Thursday, July 28, 2022

Who Is Our Ukraine Policy For?

By Nate Hochman

Wednesday, July 27, 2022

 

Seven in ten Americans say inflation is “a very big problem for the country,” according to a May public opinion poll from the Pew Research Center. That makes the issue far and away the most pressing concern in the minds of the public — some 15 points above “the affordability of health care,” which 55 percent of Americans ranked as “a very big problem” in the survey.

 

Ukrainian president Volodymyr Zelensky might not be reading American public-opinion polls, but he’s certainly aware inflation is a problem around the world. So it was odd for him to dismiss inflation as “nothing” in his interview yesterday with Piers Morgan.
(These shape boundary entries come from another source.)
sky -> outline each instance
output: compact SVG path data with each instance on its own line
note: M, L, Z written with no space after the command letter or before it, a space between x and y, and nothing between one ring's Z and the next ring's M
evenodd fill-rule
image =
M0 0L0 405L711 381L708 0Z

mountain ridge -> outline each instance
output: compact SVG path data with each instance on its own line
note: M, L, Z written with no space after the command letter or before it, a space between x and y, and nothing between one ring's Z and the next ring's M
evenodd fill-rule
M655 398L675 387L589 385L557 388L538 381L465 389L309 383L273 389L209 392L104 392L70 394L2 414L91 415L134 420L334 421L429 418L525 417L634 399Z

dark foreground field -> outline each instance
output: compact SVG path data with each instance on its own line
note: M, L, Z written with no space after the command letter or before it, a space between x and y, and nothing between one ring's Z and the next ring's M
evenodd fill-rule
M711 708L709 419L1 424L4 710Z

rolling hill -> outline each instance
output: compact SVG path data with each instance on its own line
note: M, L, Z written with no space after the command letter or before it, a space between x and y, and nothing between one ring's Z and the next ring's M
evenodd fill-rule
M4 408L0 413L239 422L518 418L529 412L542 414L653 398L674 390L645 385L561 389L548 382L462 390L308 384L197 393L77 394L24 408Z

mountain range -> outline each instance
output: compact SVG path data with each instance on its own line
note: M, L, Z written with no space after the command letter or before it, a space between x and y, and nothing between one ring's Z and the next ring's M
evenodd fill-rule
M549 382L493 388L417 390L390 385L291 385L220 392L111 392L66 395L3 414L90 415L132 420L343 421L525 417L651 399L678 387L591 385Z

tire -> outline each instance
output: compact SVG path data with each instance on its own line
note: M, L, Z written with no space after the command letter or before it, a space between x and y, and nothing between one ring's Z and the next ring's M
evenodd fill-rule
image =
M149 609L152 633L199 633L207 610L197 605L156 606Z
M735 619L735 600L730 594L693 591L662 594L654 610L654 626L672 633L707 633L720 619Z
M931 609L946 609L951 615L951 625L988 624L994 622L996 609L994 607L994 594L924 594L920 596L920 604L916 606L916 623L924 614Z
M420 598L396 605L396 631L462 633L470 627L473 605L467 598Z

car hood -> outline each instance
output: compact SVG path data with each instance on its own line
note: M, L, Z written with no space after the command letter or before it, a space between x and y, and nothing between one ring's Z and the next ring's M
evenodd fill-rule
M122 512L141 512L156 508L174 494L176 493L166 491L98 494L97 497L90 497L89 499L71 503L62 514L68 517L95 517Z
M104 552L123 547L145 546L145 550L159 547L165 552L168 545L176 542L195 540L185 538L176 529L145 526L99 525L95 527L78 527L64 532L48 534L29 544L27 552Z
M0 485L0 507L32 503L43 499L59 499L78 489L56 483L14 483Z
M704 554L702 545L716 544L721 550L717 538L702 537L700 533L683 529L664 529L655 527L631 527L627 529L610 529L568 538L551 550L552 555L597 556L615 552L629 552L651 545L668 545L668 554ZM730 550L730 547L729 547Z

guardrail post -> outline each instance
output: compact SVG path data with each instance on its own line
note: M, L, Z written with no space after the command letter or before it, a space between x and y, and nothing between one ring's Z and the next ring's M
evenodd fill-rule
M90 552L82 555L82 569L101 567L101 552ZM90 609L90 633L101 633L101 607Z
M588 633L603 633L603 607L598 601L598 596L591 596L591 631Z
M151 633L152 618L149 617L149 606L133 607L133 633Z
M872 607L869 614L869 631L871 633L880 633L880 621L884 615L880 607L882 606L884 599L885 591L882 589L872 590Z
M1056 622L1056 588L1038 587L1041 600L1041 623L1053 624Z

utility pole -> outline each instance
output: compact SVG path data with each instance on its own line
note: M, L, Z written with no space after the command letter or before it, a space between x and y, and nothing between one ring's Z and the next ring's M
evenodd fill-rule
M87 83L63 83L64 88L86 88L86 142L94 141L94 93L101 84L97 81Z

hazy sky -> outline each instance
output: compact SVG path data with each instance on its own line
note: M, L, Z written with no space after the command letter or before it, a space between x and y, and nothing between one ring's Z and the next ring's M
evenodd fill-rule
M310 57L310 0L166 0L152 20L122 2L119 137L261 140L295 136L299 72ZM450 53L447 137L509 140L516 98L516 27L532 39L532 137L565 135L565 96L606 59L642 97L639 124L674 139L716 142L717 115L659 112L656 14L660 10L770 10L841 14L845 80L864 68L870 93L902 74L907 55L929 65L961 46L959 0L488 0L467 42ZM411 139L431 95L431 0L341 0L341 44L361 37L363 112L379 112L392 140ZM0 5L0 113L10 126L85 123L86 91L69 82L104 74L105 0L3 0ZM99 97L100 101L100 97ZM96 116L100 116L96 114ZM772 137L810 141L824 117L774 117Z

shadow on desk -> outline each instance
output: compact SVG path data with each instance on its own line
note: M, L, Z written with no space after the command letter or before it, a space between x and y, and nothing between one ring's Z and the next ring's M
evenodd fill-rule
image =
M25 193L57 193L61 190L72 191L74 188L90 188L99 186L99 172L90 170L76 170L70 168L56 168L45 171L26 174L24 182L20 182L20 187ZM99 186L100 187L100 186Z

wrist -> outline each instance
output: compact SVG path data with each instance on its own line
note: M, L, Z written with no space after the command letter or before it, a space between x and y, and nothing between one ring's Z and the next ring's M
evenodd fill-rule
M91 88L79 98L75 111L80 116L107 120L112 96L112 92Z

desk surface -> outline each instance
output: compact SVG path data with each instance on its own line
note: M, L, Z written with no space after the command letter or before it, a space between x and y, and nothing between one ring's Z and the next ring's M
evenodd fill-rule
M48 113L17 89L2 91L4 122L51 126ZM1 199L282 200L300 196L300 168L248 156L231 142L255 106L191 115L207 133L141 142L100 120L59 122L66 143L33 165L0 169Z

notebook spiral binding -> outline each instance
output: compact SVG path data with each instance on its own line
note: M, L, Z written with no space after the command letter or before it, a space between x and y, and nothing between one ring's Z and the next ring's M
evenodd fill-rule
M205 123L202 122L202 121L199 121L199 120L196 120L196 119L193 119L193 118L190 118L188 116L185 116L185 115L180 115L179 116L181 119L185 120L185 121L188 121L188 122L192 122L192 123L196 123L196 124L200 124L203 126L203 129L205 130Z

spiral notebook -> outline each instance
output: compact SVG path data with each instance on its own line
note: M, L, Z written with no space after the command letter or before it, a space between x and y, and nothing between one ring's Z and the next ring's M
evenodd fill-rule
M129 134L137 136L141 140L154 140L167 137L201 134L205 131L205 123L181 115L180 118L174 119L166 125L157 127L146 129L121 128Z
When asked about the “growing number of Americans who don’t think the country should be spending so much money on a war in Europe when there are so many problems domestically,” Zelensky responded that Ukrainians were “fighting for absolutely communal values” and that “therefore, inflation is nothing, COVID is nothing. Ask those people who lost their children, their peace, their property at the beginning of the full-scale Russian invasion. Who is thinking about masks and COVID? Who is thinking about inflation? These things are secondary.”

 

It should go without saying, of course, that for the Ukrainians fighting for their lives, the financial concerns of Americans struggling to make ends meet here at home would seem trivial. High gas prices 4,000 miles away don’t mean much when you’re in a war for the survival of your nation. But Zelensky was talking about U.S. foreign policy. He wasn’t only arguing that inflation and Covid didn’t matter to Ukrainians in the face of Russia’s invasion. He was arguing that, relatively speaking, it shouldn’t matter to Americans; their domestic concerns should not affect their willingness to support the “communal values” for which Ukraine fights, values he believes “are professed in the United States and in Europe.” Zelensky adds that the “integrity” of the United States is at stake in the conflict.

 

With respect to Zelensky, he is not the one who gets to determine American foreign policy. Call me old-school, but I tend to think American foreign policy should be oriented toward serving the interests of the American people. We can unite in solidarity with the Ukrainian people’s struggle against Putin’s aggression, providing aid to help with their war effort, but our assistance should be dictated by — and directed toward — the American interestAs Ukraine’s leader, Zelensky is obviously going to want us to subordinate our domestic concerns to those of the country he leads. But America should think of its own interests first. Appealing to financially insecure Americans by downplaying their problems is, to put it mildly, not a recipe for winning over hearts and minds in the nation that has been Ukraine’s most generous backer during the war. (This, alongside a Vogue photo shoot, doesn’t strike me as prudent optics either.)

 

If Zelensky wants to make a case for continued American support, he should be able to explain why such policies are in the American interest. And he should explain it in concrete, material terms, without abstract appeals to vaguely-defined “communal values” or side-swipes at struggling working- and middle-class Americans who are already predisposed to wonder how sending billions of their tax dollars to a conflict in a far-away country is serving their communities.

 

Zelensky and the Ukrainian people have been courageous in their fight to resist Putin’s advances, and the moral case for their cause is unambiguous. But he should not be so dismissive of America’s own problems as he makes the case for continued American support. We are an exceptionally generous country, but not infinitely so. To Americans, inflation is not “nothing”; it matters a great deal. Zelensky should be able to convey that he understands this. If he fails to do so, he might find his cause suffering in America as a result.